Although Frist has peppered the Senate schedule with a handful of substantive issues - including likely votes this week on a new U.S. trade representative, a Native Hawaiian-rights bill and a new mine-safety czar - the chamber will put off work on major legislation such as the fiscal 2007 Defense authorization bill in order for Frist to pursue items of special interest to his party's conservative base.
Benen -
It's been painfully obvious for a while now, but it's almost comical how unserious congressional Republicans are about matters of state. They're not only failing to govern, they're shirking their duties intentionally as part of an electoral strategy.
Well, that's their world. And it will keep them in power. In the morning's Washington Post E. J. Dionne pointed out that the Republican Party "thinks its base of social conservatives is a nest of dummies who have no memories and respond like bulls whenever red flags are waved in their faces." Yep. (Dionne say much more and that's all here.)

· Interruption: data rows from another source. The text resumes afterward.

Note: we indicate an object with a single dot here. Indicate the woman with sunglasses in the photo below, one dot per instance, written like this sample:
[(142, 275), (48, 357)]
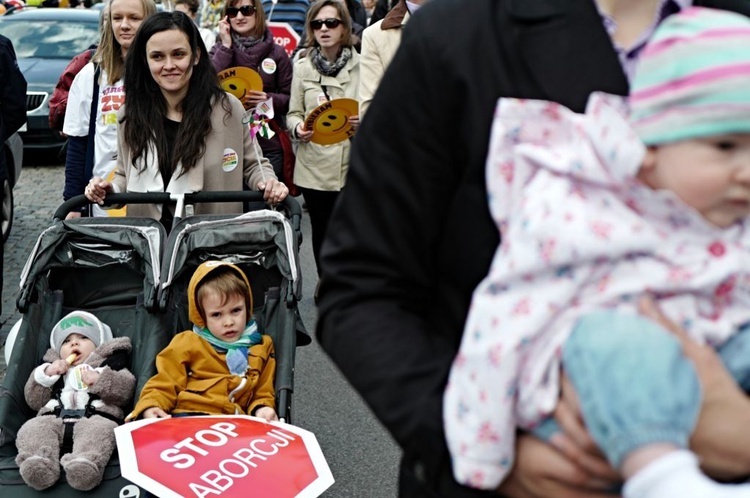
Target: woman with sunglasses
[(180, 132), (245, 40), (327, 70)]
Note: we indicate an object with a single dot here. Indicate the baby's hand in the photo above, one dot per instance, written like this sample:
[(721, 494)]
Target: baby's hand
[(58, 367), (155, 412), (267, 413), (89, 377)]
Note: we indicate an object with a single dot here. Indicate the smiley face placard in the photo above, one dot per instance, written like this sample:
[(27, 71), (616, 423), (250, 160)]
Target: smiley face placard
[(240, 80), (329, 121)]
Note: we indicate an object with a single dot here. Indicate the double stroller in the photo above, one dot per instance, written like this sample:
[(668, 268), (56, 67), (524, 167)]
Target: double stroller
[(134, 276)]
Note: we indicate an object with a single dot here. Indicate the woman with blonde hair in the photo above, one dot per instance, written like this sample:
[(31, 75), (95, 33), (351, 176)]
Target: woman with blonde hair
[(246, 41), (328, 70), (96, 95), (180, 132)]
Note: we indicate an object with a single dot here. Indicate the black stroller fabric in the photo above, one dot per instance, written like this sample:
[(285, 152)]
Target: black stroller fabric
[(123, 271), (109, 267)]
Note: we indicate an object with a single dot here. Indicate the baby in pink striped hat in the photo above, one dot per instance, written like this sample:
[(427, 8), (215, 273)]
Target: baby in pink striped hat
[(646, 195)]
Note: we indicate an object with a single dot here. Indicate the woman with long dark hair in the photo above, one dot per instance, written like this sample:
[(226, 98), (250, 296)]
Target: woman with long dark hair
[(179, 131), (96, 94)]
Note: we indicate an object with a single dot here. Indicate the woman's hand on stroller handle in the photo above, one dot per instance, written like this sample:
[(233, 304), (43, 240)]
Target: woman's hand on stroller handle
[(155, 412), (97, 190), (273, 191)]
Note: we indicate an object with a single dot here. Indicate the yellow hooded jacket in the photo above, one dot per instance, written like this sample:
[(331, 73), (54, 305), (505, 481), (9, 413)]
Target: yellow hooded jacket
[(193, 377)]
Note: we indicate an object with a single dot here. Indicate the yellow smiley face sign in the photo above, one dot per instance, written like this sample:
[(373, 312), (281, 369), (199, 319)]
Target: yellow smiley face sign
[(329, 121), (240, 80)]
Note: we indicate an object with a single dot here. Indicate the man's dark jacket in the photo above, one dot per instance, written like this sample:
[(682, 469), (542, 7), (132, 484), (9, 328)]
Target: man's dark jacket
[(411, 236)]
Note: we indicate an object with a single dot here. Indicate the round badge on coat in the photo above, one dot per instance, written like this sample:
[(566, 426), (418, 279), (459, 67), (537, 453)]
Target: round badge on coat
[(268, 65), (240, 80), (230, 160)]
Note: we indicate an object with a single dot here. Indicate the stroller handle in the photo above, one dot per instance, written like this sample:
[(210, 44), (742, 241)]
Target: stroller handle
[(290, 205)]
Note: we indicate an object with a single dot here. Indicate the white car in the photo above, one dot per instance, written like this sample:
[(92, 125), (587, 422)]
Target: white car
[(13, 150)]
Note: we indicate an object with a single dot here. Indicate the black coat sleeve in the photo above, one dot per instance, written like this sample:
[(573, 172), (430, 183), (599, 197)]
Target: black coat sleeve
[(382, 316), (12, 91)]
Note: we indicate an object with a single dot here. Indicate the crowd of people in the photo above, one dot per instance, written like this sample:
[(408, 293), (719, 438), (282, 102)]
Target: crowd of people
[(547, 211)]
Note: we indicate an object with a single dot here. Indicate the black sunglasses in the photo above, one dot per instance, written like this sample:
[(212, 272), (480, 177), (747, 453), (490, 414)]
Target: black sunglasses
[(247, 11), (330, 23)]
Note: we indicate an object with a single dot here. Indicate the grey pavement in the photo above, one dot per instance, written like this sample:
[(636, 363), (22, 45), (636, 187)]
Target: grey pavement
[(362, 456)]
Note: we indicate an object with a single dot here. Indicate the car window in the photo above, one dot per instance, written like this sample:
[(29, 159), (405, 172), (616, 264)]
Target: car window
[(50, 39)]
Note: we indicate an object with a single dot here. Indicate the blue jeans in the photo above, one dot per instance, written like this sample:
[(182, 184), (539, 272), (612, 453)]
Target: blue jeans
[(634, 385)]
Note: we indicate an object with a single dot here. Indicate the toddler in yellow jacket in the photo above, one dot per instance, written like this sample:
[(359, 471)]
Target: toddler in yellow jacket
[(222, 366)]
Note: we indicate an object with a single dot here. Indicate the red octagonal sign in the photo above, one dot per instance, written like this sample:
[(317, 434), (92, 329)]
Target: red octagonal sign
[(222, 456), (284, 35)]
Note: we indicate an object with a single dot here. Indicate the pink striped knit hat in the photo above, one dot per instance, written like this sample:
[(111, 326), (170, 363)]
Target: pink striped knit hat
[(693, 78)]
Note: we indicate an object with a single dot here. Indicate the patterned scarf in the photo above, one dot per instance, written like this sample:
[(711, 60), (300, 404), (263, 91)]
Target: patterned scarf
[(327, 68), (245, 41), (236, 351)]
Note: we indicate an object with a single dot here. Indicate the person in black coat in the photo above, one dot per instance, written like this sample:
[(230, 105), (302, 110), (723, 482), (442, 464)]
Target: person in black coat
[(411, 235), (12, 113)]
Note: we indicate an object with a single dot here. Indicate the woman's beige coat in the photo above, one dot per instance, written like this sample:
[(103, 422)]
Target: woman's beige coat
[(320, 167)]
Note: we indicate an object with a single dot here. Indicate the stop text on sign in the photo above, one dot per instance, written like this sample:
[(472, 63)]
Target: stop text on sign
[(239, 464)]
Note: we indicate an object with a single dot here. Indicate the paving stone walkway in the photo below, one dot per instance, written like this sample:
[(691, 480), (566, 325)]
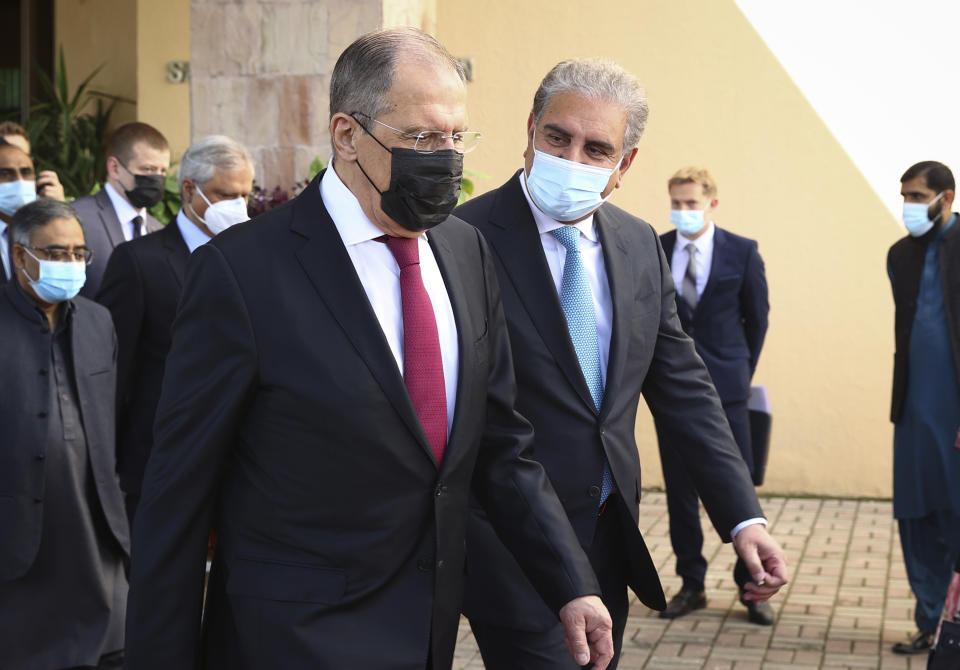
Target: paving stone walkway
[(847, 602)]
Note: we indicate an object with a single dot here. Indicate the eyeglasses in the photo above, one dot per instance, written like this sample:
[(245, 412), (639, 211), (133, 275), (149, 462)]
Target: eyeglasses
[(429, 141), (63, 255), (10, 174)]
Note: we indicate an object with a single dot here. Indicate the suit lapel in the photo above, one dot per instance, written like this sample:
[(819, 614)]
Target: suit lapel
[(177, 250), (108, 217), (325, 261), (620, 276), (515, 237)]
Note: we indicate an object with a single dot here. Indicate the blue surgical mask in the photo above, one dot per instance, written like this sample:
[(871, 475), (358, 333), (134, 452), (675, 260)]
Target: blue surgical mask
[(916, 217), (16, 194), (689, 222), (57, 281), (565, 190)]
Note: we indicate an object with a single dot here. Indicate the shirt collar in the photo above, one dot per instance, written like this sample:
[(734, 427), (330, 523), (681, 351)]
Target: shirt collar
[(344, 208), (190, 232), (545, 224), (702, 243), (125, 211)]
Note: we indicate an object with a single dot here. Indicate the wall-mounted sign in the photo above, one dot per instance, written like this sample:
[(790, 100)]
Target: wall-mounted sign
[(178, 71)]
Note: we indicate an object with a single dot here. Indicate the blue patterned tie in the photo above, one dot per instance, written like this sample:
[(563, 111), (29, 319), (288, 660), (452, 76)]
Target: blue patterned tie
[(577, 302)]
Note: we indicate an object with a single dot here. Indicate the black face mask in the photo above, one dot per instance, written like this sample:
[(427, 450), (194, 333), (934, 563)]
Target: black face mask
[(147, 190), (424, 188)]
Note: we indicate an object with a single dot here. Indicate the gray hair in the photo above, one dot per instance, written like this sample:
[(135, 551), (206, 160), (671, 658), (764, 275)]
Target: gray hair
[(597, 79), (212, 153), (365, 70), (37, 214)]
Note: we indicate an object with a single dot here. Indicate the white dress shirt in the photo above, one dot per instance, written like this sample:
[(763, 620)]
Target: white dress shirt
[(125, 213), (678, 268), (592, 254), (191, 234), (681, 258), (5, 250), (380, 276)]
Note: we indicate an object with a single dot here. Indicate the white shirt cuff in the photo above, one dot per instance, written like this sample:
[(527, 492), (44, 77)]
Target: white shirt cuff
[(743, 524)]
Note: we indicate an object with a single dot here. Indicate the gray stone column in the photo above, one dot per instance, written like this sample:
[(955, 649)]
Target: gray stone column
[(260, 72)]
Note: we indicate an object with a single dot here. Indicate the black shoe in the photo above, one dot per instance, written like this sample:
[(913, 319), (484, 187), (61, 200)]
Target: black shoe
[(920, 643), (684, 602), (759, 613)]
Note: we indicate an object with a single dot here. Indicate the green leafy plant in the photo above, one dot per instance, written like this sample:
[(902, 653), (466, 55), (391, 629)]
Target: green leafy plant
[(166, 210), (64, 137)]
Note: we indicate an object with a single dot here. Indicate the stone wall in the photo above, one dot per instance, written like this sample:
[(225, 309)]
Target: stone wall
[(260, 72)]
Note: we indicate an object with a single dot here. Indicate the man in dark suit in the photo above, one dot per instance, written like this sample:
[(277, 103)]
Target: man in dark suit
[(723, 306), (138, 158), (141, 287), (924, 270), (63, 588), (18, 187), (337, 484), (589, 305)]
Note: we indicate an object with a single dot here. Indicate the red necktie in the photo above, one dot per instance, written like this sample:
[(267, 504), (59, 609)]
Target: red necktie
[(422, 362)]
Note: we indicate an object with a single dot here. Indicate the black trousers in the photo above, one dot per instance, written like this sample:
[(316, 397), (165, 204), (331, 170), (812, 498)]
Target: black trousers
[(508, 649), (111, 661), (683, 505)]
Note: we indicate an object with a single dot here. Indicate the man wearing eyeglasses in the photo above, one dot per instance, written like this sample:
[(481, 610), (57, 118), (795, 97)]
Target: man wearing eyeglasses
[(339, 378), (18, 186), (65, 539), (138, 157), (589, 304)]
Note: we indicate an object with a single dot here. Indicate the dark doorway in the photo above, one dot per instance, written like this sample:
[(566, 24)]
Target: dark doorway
[(29, 24)]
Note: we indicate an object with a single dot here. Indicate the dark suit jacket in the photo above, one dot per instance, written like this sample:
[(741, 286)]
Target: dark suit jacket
[(649, 354), (25, 402), (730, 320), (103, 233), (905, 265), (340, 542), (141, 287)]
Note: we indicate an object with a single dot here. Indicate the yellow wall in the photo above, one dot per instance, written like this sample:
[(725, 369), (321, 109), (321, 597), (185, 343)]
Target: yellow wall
[(134, 40), (101, 32), (719, 98), (163, 35)]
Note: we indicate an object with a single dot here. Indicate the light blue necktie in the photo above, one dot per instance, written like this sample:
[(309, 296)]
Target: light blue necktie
[(577, 302)]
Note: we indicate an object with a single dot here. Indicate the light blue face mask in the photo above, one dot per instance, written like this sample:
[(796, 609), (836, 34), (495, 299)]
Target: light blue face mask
[(916, 219), (565, 190), (689, 222), (57, 281), (16, 194)]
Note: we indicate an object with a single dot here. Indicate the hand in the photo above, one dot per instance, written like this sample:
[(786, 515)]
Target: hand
[(589, 631), (764, 559), (49, 186)]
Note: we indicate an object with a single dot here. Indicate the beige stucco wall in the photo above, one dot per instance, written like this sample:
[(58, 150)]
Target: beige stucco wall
[(163, 35), (101, 32), (133, 40), (720, 99)]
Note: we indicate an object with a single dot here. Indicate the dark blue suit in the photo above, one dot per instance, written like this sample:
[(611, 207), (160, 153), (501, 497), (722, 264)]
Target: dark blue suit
[(727, 325)]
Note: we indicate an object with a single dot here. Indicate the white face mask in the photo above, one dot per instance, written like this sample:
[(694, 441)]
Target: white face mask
[(223, 214), (916, 219)]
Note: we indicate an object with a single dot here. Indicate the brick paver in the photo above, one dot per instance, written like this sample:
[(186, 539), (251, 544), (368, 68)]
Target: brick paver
[(847, 602)]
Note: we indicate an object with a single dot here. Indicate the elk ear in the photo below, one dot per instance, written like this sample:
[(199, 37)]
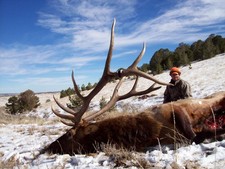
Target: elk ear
[(90, 129)]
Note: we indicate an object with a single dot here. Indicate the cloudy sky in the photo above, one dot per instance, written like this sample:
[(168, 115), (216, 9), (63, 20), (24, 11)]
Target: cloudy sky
[(42, 41)]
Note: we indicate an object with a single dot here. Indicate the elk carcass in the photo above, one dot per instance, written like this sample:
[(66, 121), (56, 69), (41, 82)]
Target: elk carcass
[(160, 124)]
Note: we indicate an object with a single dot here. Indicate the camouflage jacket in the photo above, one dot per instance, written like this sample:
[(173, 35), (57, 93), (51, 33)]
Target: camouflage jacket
[(180, 90)]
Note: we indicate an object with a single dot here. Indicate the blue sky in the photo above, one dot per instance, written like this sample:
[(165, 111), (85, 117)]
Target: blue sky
[(42, 41)]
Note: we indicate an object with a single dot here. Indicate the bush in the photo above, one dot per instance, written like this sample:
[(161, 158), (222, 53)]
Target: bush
[(26, 101)]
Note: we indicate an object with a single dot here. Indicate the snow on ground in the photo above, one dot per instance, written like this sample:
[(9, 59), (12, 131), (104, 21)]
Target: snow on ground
[(21, 143)]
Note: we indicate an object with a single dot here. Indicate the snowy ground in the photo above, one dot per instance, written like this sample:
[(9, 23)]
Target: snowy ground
[(20, 143)]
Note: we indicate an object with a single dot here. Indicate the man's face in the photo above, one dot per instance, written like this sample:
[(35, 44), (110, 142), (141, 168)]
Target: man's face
[(175, 76)]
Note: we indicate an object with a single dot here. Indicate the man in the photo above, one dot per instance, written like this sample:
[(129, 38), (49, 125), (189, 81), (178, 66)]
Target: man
[(180, 90)]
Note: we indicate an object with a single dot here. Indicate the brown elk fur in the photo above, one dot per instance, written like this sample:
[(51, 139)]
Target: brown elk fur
[(145, 129)]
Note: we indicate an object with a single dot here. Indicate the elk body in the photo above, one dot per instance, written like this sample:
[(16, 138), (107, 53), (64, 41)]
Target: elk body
[(162, 123)]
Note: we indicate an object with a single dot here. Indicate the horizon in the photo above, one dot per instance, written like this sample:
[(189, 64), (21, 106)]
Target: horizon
[(43, 41)]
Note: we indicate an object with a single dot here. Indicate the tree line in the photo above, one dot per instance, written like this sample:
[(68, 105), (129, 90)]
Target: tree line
[(184, 54)]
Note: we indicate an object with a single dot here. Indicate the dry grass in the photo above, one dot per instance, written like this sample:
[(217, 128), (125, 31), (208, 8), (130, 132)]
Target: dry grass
[(125, 158)]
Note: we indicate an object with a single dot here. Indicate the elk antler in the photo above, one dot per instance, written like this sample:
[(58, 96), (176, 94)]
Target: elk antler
[(76, 117)]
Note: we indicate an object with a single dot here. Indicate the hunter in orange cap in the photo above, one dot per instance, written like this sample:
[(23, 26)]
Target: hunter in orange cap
[(175, 70), (180, 90)]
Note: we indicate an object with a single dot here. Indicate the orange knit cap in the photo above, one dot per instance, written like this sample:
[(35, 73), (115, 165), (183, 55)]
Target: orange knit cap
[(175, 70)]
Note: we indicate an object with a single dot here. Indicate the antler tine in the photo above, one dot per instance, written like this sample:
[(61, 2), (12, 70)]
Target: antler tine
[(137, 60), (112, 102), (109, 56), (76, 87)]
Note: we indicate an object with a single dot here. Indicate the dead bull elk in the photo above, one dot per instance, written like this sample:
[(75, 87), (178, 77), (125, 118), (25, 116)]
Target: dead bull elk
[(137, 131)]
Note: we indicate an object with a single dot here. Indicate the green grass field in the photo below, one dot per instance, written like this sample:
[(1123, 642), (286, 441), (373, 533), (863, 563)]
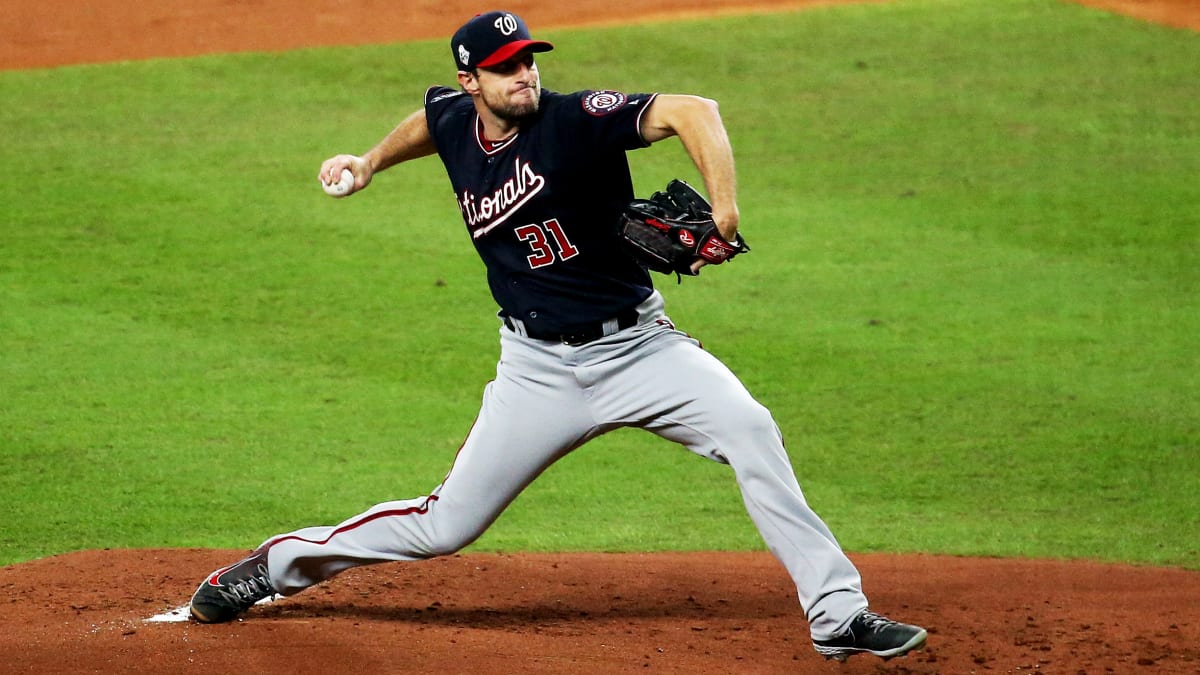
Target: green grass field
[(972, 302)]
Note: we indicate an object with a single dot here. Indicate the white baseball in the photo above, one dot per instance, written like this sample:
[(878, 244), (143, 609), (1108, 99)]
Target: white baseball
[(342, 187)]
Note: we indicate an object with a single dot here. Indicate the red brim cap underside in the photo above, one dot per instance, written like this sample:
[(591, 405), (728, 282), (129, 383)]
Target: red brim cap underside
[(511, 48)]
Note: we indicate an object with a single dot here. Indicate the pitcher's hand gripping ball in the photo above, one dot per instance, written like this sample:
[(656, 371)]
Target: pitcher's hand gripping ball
[(342, 186), (672, 228)]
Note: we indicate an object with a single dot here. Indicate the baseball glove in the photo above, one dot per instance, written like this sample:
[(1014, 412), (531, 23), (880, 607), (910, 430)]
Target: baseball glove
[(672, 228)]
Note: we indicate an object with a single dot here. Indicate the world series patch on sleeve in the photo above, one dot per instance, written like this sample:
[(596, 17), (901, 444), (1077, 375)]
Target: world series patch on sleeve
[(672, 228)]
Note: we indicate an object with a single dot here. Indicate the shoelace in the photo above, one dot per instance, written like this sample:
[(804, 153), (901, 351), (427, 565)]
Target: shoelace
[(874, 621), (252, 589)]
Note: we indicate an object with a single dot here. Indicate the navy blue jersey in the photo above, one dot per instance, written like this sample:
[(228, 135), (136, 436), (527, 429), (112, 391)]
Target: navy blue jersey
[(543, 205)]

That's whole different world.

And the war rolls on -
Security in the capital has deteriorated precipitously in recent months. Increasingly brazen assassinations torment neighborhoods and no longer seem to follow any obvious patterns. In May, the Baghdad morgue recorded the highest number of bodies received since the beginning of the war: 1,375, approximately double the toll of May 2005.
We're making good progress, and Baghdad is half as secure as it was a year ago. That's also news from another planet. But the number of hapless and harmless civilians we shoot dead at checkpoints has dropped from one a day to one a week, on average. Progress.

There is a great divide. The November election should be interesting. It's not a plebiscite on Bush. It's an election where each voter decided on which planet her or she lives.